PhD, University of Minnesota, 1989

406 Meliora Hall
kroseng2@ur.rochester.edu

Office Hours: By appointment


Research Overview

Professor Rosengren will not be accepting graduate student applications for the 2024-2025 academic year.

The focus of my work is on change: How children think about changes in the world surrounding them and how children and adults adapt to changes in their local environment in order to act safely and effectively. These topics divide into three lines of research:

       I have long been fascinated with how children reason about objects and events in the world and how they can differentiate between things that are possible in the real world with those that aren't. This let me to examine children's understanding magic, fantasy, biological changes such as growth and metamorphosis, and children's understanding of death

       In the motor domain, I have primarily been interested in how children and adults maintain balance and effectively more through the world. I have conducted research on how children and adults control their balance, how specific experiences such as learning T'ai chi lead to improvements in the way older adults more, and how factors such as the equipment and fatigue influence firefighters' balance and walking.

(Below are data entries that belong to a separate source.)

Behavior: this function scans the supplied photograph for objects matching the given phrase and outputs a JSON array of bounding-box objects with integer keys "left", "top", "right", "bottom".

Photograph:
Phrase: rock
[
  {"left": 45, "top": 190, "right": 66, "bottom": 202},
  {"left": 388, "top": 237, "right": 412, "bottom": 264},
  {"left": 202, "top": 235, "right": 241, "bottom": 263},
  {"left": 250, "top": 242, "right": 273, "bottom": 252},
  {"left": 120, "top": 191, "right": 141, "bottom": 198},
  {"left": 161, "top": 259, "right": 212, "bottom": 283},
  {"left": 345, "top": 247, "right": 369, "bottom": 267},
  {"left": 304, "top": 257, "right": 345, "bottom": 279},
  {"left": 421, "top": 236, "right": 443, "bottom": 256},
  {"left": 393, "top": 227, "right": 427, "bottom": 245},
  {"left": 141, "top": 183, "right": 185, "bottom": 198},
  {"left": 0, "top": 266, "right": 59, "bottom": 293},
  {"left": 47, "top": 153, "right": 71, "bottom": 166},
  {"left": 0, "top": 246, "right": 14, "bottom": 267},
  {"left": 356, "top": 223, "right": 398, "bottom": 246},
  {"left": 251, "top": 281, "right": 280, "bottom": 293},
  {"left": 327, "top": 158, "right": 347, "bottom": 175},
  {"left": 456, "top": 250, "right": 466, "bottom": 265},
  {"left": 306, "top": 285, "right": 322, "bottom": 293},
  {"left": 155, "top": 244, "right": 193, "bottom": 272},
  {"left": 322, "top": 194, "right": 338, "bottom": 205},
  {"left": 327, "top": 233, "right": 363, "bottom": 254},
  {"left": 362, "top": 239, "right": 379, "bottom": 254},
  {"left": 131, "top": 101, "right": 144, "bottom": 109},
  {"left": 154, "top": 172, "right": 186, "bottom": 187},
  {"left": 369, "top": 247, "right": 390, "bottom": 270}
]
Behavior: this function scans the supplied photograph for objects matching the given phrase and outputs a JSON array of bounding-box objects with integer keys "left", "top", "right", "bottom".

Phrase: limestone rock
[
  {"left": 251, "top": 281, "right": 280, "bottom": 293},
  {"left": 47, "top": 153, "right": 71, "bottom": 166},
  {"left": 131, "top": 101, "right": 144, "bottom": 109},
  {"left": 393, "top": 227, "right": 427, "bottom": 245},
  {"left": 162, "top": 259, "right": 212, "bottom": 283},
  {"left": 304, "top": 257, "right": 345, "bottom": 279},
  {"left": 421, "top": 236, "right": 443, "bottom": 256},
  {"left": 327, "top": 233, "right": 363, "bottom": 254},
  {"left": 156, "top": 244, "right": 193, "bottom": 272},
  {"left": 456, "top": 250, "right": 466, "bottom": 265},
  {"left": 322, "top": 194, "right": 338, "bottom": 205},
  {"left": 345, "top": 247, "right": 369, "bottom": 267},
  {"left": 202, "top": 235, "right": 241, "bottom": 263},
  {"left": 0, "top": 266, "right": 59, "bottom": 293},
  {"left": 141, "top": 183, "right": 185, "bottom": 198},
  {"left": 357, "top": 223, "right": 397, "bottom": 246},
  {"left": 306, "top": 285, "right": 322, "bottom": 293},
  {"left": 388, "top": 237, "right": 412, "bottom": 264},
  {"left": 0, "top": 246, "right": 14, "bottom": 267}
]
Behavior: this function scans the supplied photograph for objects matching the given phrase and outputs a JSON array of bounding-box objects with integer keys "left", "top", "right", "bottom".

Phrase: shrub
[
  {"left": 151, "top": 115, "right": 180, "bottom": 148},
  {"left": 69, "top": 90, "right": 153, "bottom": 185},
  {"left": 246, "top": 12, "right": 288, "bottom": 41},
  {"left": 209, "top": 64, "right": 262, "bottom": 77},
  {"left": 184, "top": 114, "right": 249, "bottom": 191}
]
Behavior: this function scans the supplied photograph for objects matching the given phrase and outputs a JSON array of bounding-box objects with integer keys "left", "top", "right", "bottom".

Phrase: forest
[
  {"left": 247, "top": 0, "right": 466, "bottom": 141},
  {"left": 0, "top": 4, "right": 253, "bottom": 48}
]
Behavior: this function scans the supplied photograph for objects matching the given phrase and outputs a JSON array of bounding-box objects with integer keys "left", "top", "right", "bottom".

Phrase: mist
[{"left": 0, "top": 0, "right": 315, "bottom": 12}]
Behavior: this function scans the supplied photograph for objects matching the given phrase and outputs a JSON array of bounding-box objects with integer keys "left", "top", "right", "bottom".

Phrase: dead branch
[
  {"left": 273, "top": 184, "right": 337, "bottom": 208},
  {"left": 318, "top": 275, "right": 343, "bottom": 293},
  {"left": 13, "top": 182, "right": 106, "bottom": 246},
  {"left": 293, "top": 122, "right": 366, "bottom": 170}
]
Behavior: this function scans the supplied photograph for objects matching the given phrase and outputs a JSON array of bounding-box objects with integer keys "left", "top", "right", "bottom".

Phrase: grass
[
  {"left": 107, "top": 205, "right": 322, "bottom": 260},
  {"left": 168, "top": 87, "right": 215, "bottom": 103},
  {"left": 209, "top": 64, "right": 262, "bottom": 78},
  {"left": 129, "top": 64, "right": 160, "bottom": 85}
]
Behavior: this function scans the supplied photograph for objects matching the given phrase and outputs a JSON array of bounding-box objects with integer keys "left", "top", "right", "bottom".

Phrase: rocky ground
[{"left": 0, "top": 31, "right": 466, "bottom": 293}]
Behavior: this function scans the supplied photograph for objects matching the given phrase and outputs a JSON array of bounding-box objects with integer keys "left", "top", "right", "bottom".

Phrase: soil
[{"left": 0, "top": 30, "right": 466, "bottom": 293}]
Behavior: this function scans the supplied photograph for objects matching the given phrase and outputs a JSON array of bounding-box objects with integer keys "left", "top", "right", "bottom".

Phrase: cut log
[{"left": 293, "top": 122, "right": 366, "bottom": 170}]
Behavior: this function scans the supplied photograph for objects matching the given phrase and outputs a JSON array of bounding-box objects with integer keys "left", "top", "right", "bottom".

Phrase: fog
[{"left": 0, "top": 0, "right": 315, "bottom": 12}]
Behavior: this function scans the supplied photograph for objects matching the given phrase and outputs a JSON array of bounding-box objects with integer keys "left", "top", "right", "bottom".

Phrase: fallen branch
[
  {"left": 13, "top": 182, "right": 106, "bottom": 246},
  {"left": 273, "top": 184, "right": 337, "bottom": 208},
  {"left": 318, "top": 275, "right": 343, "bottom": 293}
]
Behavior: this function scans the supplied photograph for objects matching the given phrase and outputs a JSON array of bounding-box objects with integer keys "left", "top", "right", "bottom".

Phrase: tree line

       Most behavior emerges from the complex interaction of different factors with the individual child, the task they are confronted with, and then the environment they are in. I have two lines of research that look at how cognitive and motor development interact over childhood. The first area focusing on children's action errors - where young children (and sometimes adults!) attempt to perform an action on an object that cannot be successfully completed because the object is too small (scale error), the object is depicted in a photograph (grasping error), or the object is available on digital media (media errors). The second area focuses on the development of children's drawings. Children's drawings have long been used in a wide range of assessments, focusing primarily on the final drawing. My work investigates the underlying processes that influence the final product.